Stratégie par sections : variations de pente et gestion de l’allure du départ à l’arrivée

Bien que les données détaillées de pente par section nécessitent une confirmation à partir des traces GPX réelles ou des bornes kilométriques sur le terrain (les points de découpage peuvent varier légèrement selon les sources ; avant de rouler, il est recommandé de télécharger la trace du segment officiel ou Strava pour une comparaison préalable), en nous appuyant sur les caractéristiques générales de ce type de longue montée en haute altitude, ainsi que sur le profil « pente moyenne de 6,6 %, dénivelé total de 940 mètres », nous pouvons raisonnablement diviser les 14,29 km en quatre phases et proposer des recommandations d’allure et de cadence pour chacune.

Première phase (0 à 4 km) : période d’échauffement et de contrôle de la puissance. C’est généralement le tronçon où il est psychologiquement le plus facile de « partir trop fort », car le corps n’est pas encore fatigué et de nombreux cyclistes pédalent ici avec une puissance dépassant la plage raisonnable de leur FTP (puissance au seuil fonctionnel), se disant « c’est le début, il faut attaquer un peu ». C’est l’erreur d’allure la plus courante et la plus fatale. Il est recommandé de maintenir la puissance entre 75 % et 85 % de son FTP dans cette phase, et la fréquence cardiaque autour de 75 % à 82 % de la fréquence cardiaque maximale, afin de laisser le corps s’adapter progressivement à la charge de la montée continue, tout en réservant une marge pour la baisse d’efficacité cardio-respiratoire qui surviendra avec l’augmentation de l’altitude.

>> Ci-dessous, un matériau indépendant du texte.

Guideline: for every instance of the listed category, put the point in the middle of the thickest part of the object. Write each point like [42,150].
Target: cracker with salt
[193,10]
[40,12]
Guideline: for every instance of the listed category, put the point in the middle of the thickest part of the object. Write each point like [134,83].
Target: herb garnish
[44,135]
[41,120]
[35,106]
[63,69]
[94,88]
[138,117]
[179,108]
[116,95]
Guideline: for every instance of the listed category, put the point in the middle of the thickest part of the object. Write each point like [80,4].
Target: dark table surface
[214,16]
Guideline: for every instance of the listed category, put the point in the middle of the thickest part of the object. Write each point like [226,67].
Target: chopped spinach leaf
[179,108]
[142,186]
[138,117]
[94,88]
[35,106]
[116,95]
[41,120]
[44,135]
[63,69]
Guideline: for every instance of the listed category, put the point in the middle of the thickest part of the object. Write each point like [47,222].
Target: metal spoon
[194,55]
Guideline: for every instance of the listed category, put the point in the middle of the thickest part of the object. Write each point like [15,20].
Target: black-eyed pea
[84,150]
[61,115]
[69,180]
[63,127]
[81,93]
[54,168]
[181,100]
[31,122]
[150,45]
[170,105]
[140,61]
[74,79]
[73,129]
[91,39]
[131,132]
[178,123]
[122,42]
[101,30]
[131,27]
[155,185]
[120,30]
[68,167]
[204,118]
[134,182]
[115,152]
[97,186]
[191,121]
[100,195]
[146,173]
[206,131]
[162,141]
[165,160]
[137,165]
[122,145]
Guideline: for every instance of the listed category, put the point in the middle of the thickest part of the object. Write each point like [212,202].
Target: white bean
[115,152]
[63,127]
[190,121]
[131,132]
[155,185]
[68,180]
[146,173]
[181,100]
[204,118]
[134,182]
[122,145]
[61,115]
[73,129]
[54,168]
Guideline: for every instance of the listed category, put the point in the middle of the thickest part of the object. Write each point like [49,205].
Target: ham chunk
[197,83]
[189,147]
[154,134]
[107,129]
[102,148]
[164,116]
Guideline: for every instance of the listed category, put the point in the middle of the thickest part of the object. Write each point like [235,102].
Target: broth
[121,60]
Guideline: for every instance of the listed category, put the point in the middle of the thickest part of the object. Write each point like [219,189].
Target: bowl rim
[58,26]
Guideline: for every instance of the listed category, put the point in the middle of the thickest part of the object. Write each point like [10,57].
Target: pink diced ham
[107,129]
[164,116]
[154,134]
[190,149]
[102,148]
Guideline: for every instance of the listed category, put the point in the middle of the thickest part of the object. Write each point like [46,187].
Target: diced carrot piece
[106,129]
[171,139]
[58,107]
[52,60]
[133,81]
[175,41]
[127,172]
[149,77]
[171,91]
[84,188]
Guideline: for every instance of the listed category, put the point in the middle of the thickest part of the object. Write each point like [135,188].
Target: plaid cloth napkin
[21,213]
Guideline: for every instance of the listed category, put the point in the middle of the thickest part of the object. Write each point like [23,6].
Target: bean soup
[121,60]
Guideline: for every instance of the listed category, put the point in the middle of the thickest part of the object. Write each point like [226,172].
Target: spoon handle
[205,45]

Deuxième phase (4 à 8 km) : entrée dans la montée réelle et période de perception de l’altitude. Si l’altitude a déjà atteint un certain niveau à ce stade, le cycliste commence à ressentir de subtils changements dans la concentration d’oxygène dans l’air — la fréquence respiratoire s’accélère involontairement, et même sans augmentation de la puissance, l’effort perçu (RPE) peut augmenter discrètement. C’est la réponse compensatoire normale du corps à un environnement hypoxique. Dans cette phase, il est recommandé d’adopter une stratégie d’allure « basée principalement sur le rythme respiratoire, avec les chiffres de puissance en soutien » : trouver une cadence de pédalage permettant une respiration stable et rythmée (il est recommandé de maintenir une cadence de 80 à 90 rpm, en évitant les braquets trop lourds qui provoquent une accumulation rapide de lactate), plutôt que de fixer obstinément les chiffres du capteur de puissance.

Troisième phase (8 à 11 km) : période de double épreuve, mentale et physiologique. C’est le tronçon où il reste encore un certain chemin jusqu’à l’arrivée, mais où le corps commence à montrer des signes évidents de fatigue, et c’est aussi là que la plupart des cyclistes choisissent de ralentir, voire de descendre de vélo pour pousser. Il est recommandé d’adopter ici une stratégie de « points d’ancrage psychologiques segmentés » — diviser les 3 kilomètres restants en petits objectifs de 500 mètres ou 1 kilomètre, à atteindre un par un, plutôt que de penser à « combien de kilomètres reste-t-il », une distance globale qui peut facilement démoraliser. Physiologiquement, il est conseillé de réduire légèrement la puissance à 70 % à 78 % du FTP dans ce tronçon, afin d’économiser l’énergie pour la dernière section en haute altitude. Si la fréquence cardiaque présente une « dérive cardiaque » (cardiac drift), c’est-à-dire qu’elle n’augmente pas en proportion de la baisse de puissance, cela indique généralement une déshydratation ou une accumulation de chaleur ; il faut alors redoubler de vigilance et s’hydrater modérément.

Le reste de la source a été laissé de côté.